I didn't come to silence alone: I had been educated into the culture of avoiding rms and not calling him out. There was a running game in the group of computer security professionals I learned from. The goal was to see how much you could contribute to free software and computer security without being recognized by or interacting with rms. And so, indoctrinated into a culture of silence about the harm that rms caused, I took my first step.

Things weren't much better when I attended Libreplanet 2019 just before taking office as Debian Project Leader. I had stayed away from the conference in large part because of rms. But there were Debian people there, and I was missing community interaction. Unfortunately, I saw that even after the problems of 2018, rms was still treating himself as above community standards. He interrupted speakers, objecting to how they phrased the problem they were considering. After a speech on codes of conduct in the free software community, he cornered the talk organizer to "ask her opinion" about the GNU project's lack of code on conduct. He wasn't asking for an opinion. He was justifying himself; there wasn't much listening in the conversation I heard. Aspects of that conversation crossed professional boundaries for what should be said. The talk organizer was okay--we talked about it after--but if we did a better job of policing our community, that wouldn't even be a question. I think the most telling sign was a discussion with an FSF board member. We were having a great conversation, but he had to interrupt it. He was on rms duty (my words) at the next session. The board had decided it was necessary to have members there so that the staff would not be put in awkward positions by their president. If someone needed to call rms out, it could be a board member rather than the staff members of the conduct team.

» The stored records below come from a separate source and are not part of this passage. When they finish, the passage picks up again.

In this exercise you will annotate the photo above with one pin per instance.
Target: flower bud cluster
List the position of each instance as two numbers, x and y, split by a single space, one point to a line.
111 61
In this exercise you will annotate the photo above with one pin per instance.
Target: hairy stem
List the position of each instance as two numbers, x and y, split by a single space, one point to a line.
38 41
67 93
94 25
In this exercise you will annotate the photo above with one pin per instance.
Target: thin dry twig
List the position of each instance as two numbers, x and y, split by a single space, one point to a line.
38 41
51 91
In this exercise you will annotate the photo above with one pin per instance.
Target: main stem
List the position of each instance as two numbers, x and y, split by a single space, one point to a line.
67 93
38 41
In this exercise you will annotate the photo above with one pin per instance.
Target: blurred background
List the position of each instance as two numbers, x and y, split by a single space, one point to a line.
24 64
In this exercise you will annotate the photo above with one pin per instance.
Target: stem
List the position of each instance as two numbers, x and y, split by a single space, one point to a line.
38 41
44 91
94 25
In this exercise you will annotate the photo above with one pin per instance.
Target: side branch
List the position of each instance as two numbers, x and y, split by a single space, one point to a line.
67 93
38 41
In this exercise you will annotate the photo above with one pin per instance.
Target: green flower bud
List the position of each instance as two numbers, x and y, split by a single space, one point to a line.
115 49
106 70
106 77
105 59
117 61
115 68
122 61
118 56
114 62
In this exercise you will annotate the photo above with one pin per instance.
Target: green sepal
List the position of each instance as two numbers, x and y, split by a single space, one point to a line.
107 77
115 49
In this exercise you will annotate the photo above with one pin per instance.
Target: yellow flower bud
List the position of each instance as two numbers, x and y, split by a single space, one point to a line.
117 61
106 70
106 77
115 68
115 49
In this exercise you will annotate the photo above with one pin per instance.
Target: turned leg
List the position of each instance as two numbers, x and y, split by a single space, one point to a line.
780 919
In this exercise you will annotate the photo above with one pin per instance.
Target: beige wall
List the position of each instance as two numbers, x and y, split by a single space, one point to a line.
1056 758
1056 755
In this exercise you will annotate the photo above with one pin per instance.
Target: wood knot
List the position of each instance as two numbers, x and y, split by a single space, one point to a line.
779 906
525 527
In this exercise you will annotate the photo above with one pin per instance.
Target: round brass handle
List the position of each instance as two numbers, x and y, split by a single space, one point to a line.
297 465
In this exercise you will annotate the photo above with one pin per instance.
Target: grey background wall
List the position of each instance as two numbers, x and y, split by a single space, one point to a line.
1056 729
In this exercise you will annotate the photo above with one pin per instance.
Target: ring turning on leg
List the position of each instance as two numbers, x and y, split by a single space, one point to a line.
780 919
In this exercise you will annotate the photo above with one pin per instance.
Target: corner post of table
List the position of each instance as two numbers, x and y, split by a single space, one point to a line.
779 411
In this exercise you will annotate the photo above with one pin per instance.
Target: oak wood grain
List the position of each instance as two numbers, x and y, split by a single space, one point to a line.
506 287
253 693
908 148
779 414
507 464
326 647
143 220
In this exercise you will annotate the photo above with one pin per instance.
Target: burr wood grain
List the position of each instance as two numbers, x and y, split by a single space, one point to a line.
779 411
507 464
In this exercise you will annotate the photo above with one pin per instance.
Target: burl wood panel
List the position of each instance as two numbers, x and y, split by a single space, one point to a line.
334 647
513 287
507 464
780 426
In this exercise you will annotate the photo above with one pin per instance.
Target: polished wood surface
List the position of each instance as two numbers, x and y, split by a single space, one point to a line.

And yet again, I held my silence. It's so easy to keep silent. It's not that I never speak up. There are communities where I have called people out. But it's hard to paint that target on yourself. It's hard to engage and to stand strong for a community's standards when you aren't the target. It's hard to approach these problems while maintaining empathy for everyone involved. Some people give into the rage; I don't have that option if I want to be the person I've chosen to be. And so, when I do speak up, the emotional cost is high.

Yet, it's long past time I raised my voice on this issue. Rms has demonstrated that he cannot hold to standards of respect for others, respect for their boundaries, or standards of community safety. We need those standards to be a welcoming community.

If the people who came before me--those who taught me the game of avoiding rms--had spoken up, the community could have healed before I even came on the scene. If I and others had stood up fifteen years ago, we'd have another couple generations who were more used to respect, inclusion, welcoming and safety. The FSF board could have done their job back in 2018. And perhaps if more of us had spoken out in 2019, the FSF board would have found the strength to stand strong and not accept rms's return.

And so, finally, I raise my voice. I signed the open letter calling for the resignation of rms and the entire FSF board. Perhaps if we all get used to raising our voice, it will be easier. Perhaps if we stand together, taking the path of community rather than the path of silence, we'll have the support we need to create communities inclusive enough to welcome everyone who can contribute. For me, I'm done being silent.

There's one criticism of the open letter I'd like to respond to. I've heard concerns about asking for the resignation of the entire FSF board under the understanding that some board members voted against rms's return. It should be obvious why those who voted for rms's return need to resign. But resignation does not always mean you did something wrong. If you find yourself in a leadership role in an organization that takes decisions in significant conflict with your standards of ethics, resignation is also the right path. Staying on the board even if you voted against rms's return means that you consider voting for rms to be a reasonable thing to do. It means that even if you disagreed with it, you can still be part of an organization that takes the path of welcoming rms. At this point, I cannot do that, nor can I support leaders in the FSF who do.